Par ailleurs, sur le plan économique,
et là sans aucune surprise, Mauricio Macri vient de mettre à bas un
pilier de la politique protectionniste de Cristina Kirchner : il
a levé les taxes variables sur l'exportation de blé et de viande,
baissé (mais non pas levé) celles qui frappent l'exportation de
soja (une des exportations les plus rentables pour le patronat
agraire mais la plus catastrophique pour les équilibres naturels et
sociaux du pays) et supprimé aussi celles qui frappaient
l'exportation de produits manufacturés issus de la petite industrie
de transformation qui existe en Argentine. J'avoue que je découvre à
cette occasion l'existence de cette taxe, qui me paraît absurde.

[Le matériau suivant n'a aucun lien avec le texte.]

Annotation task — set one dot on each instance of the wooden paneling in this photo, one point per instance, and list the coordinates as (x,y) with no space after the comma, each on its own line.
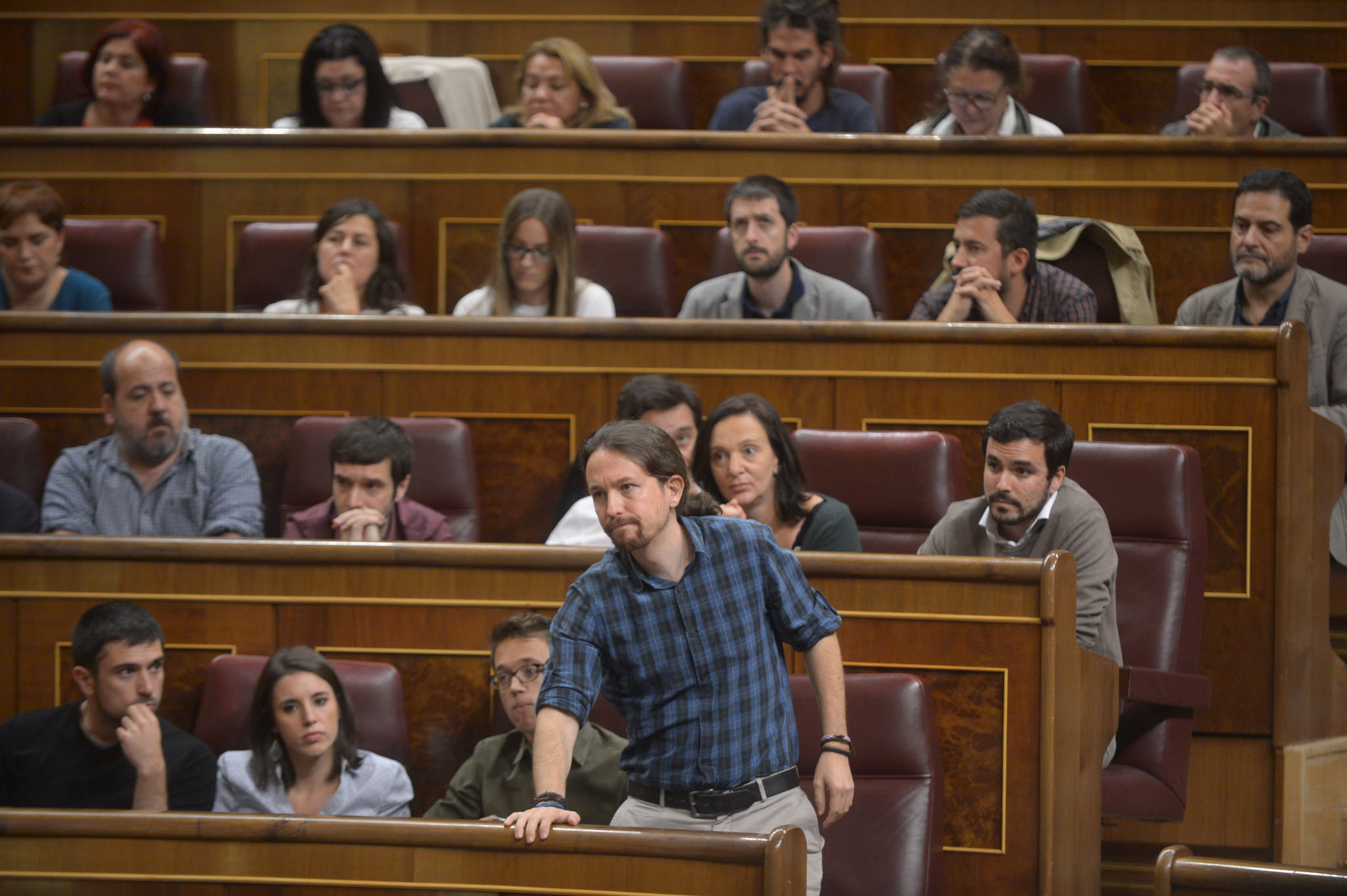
(180,853)
(997,640)
(447,189)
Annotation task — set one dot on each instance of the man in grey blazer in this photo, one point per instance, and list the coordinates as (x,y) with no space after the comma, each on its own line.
(763,217)
(1272,227)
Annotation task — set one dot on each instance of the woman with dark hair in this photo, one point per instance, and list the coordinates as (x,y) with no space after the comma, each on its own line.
(127,76)
(33,233)
(303,758)
(534,272)
(353,267)
(745,459)
(558,87)
(343,85)
(981,76)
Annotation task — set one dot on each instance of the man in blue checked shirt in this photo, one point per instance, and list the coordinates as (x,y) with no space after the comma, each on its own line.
(681,626)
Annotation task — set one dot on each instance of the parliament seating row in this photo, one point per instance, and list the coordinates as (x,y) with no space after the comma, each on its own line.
(889,841)
(656,91)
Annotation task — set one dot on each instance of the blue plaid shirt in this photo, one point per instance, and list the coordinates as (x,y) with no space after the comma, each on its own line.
(694,667)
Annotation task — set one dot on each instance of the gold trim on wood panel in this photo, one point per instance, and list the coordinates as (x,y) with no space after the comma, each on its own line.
(1249,492)
(160,222)
(504,415)
(278,599)
(55,661)
(1005,738)
(318,882)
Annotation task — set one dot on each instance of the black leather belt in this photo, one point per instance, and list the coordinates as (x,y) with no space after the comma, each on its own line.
(710,803)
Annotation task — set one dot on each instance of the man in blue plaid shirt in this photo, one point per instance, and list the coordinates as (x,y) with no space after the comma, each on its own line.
(681,626)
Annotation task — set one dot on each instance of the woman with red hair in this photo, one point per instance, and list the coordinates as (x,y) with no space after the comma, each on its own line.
(127,77)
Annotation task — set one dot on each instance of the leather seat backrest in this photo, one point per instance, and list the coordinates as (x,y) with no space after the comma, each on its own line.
(635,264)
(126,254)
(443,473)
(20,456)
(899,484)
(654,89)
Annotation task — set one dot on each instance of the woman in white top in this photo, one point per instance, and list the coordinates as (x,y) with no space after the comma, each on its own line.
(303,758)
(981,74)
(534,273)
(343,85)
(353,267)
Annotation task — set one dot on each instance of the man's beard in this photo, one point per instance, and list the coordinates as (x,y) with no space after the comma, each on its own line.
(1275,268)
(150,454)
(766,270)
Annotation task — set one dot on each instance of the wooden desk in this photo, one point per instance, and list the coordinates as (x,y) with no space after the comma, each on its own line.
(447,190)
(95,853)
(1023,712)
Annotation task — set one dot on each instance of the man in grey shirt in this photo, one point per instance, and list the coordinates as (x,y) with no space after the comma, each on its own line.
(153,475)
(763,217)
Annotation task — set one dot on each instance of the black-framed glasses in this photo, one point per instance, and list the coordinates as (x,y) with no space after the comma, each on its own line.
(518,252)
(974,100)
(1227,92)
(344,88)
(526,673)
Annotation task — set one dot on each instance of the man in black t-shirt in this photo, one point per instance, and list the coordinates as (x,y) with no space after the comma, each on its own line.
(109,749)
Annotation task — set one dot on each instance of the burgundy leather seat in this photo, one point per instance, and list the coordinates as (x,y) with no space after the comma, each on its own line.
(850,254)
(20,456)
(1154,500)
(1327,254)
(1302,99)
(443,474)
(635,264)
(271,256)
(189,83)
(654,89)
(892,840)
(873,83)
(375,690)
(899,484)
(1059,91)
(126,254)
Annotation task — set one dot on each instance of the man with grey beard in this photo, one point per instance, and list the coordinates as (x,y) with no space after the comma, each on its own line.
(154,475)
(1272,227)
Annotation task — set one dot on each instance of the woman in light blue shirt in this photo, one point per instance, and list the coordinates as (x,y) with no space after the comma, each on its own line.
(303,758)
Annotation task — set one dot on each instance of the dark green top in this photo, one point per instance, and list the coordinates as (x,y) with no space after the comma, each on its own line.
(497,779)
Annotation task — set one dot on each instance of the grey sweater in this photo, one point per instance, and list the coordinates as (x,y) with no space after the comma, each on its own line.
(1077,524)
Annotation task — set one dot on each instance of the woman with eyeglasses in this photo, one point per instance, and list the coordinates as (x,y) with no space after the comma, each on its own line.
(343,85)
(353,267)
(979,77)
(558,88)
(534,272)
(127,77)
(302,758)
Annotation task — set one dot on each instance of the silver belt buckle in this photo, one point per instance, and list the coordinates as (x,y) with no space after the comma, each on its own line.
(691,802)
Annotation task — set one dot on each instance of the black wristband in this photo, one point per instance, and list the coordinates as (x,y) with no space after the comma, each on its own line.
(550,797)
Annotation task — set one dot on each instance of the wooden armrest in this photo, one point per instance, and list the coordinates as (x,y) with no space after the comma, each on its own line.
(1183,690)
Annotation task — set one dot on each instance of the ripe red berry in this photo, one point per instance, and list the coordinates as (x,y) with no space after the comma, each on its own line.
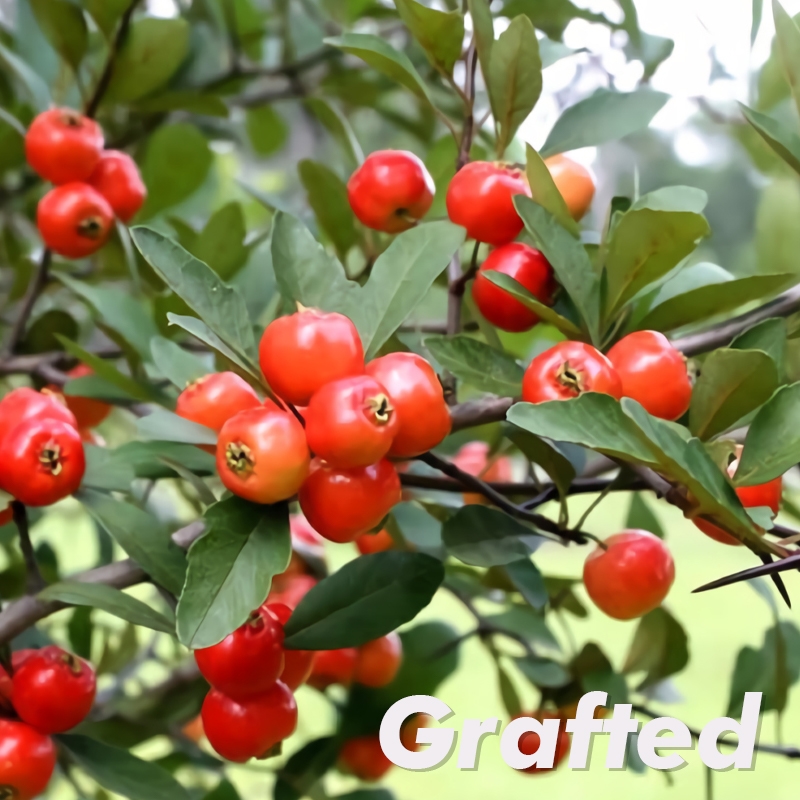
(574,182)
(74,220)
(653,373)
(214,399)
(379,661)
(418,400)
(23,404)
(27,760)
(631,576)
(62,145)
(342,504)
(527,266)
(250,728)
(333,666)
(297,664)
(529,743)
(302,352)
(351,422)
(117,178)
(364,758)
(262,455)
(390,191)
(480,198)
(249,660)
(374,542)
(767,494)
(42,461)
(568,370)
(53,690)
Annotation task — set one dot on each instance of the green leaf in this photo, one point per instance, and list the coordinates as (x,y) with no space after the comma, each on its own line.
(514,80)
(545,192)
(178,365)
(399,280)
(367,598)
(220,244)
(787,38)
(785,142)
(772,445)
(476,363)
(732,383)
(164,426)
(65,28)
(177,159)
(568,258)
(266,129)
(120,772)
(651,238)
(603,117)
(528,581)
(231,569)
(143,537)
(151,54)
(703,291)
(106,598)
(327,196)
(218,305)
(486,537)
(36,88)
(660,648)
(337,125)
(380,55)
(441,33)
(545,313)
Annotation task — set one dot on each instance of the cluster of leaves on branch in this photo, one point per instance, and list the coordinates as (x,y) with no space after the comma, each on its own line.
(221,88)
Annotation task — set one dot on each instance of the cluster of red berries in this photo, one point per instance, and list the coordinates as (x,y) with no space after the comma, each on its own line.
(352,417)
(49,691)
(92,185)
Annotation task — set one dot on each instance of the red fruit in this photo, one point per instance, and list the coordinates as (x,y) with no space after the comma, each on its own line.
(24,404)
(390,191)
(297,664)
(631,576)
(574,182)
(42,461)
(351,422)
(250,728)
(53,690)
(262,455)
(763,494)
(416,394)
(473,458)
(379,661)
(89,413)
(117,178)
(62,145)
(374,542)
(568,370)
(480,198)
(302,352)
(364,758)
(248,661)
(333,666)
(653,373)
(344,503)
(74,220)
(214,399)
(527,266)
(27,761)
(529,743)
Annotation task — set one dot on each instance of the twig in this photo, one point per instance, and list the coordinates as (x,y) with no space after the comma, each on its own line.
(34,582)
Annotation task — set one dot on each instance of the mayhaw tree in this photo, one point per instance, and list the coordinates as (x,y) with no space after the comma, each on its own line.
(255,375)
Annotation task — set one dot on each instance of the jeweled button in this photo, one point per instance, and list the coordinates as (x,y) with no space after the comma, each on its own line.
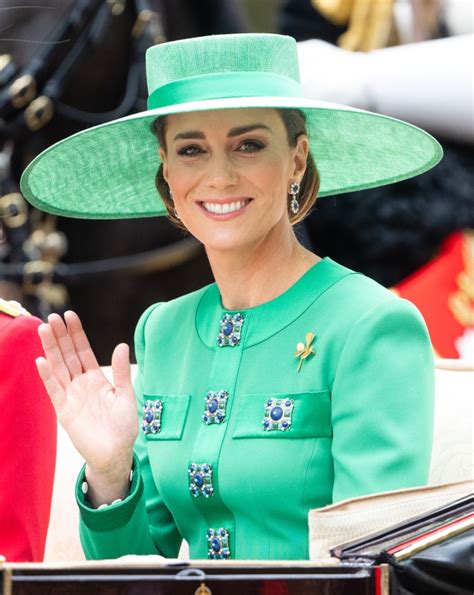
(227,329)
(276,413)
(212,406)
(215,406)
(218,544)
(200,479)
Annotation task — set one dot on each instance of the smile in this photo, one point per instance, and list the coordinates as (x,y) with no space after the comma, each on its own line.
(219,208)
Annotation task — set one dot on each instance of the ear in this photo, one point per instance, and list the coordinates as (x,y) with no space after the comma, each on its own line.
(164,161)
(300,155)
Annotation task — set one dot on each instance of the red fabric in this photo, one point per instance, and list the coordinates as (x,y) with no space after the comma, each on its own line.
(430,289)
(27,443)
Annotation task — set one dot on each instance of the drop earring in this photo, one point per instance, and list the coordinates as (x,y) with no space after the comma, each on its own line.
(175,212)
(294,204)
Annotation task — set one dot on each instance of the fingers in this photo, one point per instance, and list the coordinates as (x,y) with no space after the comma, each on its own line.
(52,386)
(121,367)
(65,345)
(53,354)
(80,341)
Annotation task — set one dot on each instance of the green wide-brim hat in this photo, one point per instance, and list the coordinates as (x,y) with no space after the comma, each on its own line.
(108,171)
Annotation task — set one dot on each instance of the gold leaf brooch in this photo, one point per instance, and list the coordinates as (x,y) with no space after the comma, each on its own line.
(303,351)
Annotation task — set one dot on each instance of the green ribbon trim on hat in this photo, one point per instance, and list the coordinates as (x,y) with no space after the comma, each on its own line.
(224,85)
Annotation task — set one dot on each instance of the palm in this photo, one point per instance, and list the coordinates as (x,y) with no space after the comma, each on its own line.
(100,417)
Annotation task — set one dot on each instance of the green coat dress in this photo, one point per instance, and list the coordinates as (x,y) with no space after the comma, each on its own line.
(237,445)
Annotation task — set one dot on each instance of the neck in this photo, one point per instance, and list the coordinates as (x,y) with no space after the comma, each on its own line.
(257,274)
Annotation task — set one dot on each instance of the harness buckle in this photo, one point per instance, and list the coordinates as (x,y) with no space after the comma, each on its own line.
(39,112)
(22,91)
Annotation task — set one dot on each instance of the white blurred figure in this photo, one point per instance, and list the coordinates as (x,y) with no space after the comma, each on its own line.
(428,83)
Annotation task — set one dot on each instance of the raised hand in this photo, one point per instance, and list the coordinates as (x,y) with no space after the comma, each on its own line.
(100,417)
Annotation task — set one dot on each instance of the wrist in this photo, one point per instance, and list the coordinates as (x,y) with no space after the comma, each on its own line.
(107,486)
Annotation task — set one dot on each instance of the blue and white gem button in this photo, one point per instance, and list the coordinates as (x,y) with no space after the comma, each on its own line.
(218,544)
(151,421)
(278,414)
(200,479)
(231,328)
(215,404)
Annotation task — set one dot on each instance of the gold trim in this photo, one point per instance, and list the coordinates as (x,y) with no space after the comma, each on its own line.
(461,302)
(429,540)
(13,309)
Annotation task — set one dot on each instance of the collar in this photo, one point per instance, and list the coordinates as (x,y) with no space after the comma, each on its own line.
(269,318)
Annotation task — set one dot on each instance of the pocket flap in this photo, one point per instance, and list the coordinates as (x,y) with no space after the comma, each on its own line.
(310,415)
(173,412)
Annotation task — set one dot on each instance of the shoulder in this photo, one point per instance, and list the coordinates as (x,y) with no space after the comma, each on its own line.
(169,313)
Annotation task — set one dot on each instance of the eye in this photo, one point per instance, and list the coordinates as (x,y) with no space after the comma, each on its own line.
(190,150)
(251,146)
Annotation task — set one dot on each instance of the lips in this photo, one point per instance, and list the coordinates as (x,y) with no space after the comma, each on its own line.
(220,208)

Autant l'on peut comprendre l'imposition de l'exportation de produits
alimentaires pour assurer l'approvisionnement du marché intérieur
et décourager le développement d'une culture, celle du soja, qui
tend à la monoculture avec tout ce que cela implique d'effets
désastreux sur l'équilibre écologique et social, autant on peut
comprendre l'imposition de taxes prohibitives sur les biens importés
pour protéger la production nationale, autant taxer le peu de
produits industriels susceptibles de sortir du pays (3), me paraît
difficile à justifier d'un point de vue logique et je comprends
mieux l'hostilité de l'UIA (union industrielle argentine) contre le
précédent gouvernement, malgré les budgets considérables avec
lesquels il soutenait et encourageait la Recherche et Développement
du secteur.
Du coup, la presse est davantage
occupée par le décret concernant la Cour Suprême et cette première
mesure en faveur de l'industrie et des PME et seuls Página/12 et l'agence de presse nationale Télam mentionnent la réunion à l'ex-Esma entre ministre de la
Justice et ONG des droits de l'Homme. Ce qui m'a permis de constater
que Télam montre maintenant une ligne éditoriale très nettement
plus pluraliste qu'il y a tout juste une semaine : les
manifestations de l'opposition contre la prochaine abolition de la
loi des médias (qui empêche la formation de positions dominantes
oligopolistiques dans le secteur de la presse, de l'audiovisuel et
des fournitures de réseaux Internet) et les analyses de juristes et
d'hommes politiques hostiles au décret présidentiel côtoient les
dépêches sur les activités et les décisions du nouveau
Gouvernement.
Comme disait Madame Mère : "pourvu
que ça dure !" (4)
Pour aller plus loin :
sur la rencontre entre ministre et ONG
lire la dépêche de Télam
sur la nomination par décret des
nouveaux juges de la Cour Suprême
lire l'article de Clarín
sur l'éventuelle réouverture d'un
procès pénal contre Cristina dans l'affaire de l'accord avec l'Iran
lire l'article de Clarín
Ajout du 16 décembre 2015 :
Le juge Raúl Zaffaroni, ex-membre de la Cour Suprême et aujourd'hui membre de la Cour Inter-américaine des Droits de l'Homme, a participé hier à une rencontre de soutien à la Procureure générale Alejandra Gil Carbó et il y a vertement critiqué la nomination par décret de nouveaux juges à la Cour Suprême. Selon ce constitutionnaliste et pénaliste internationalement reconnu (et que j'ai toujours trouvé lumineux et équilibré), rien n'autorise le Président Macri à faire fi de l'approbation du Sénat. Lire à ce sujet l'article de Página/12 de ce matin.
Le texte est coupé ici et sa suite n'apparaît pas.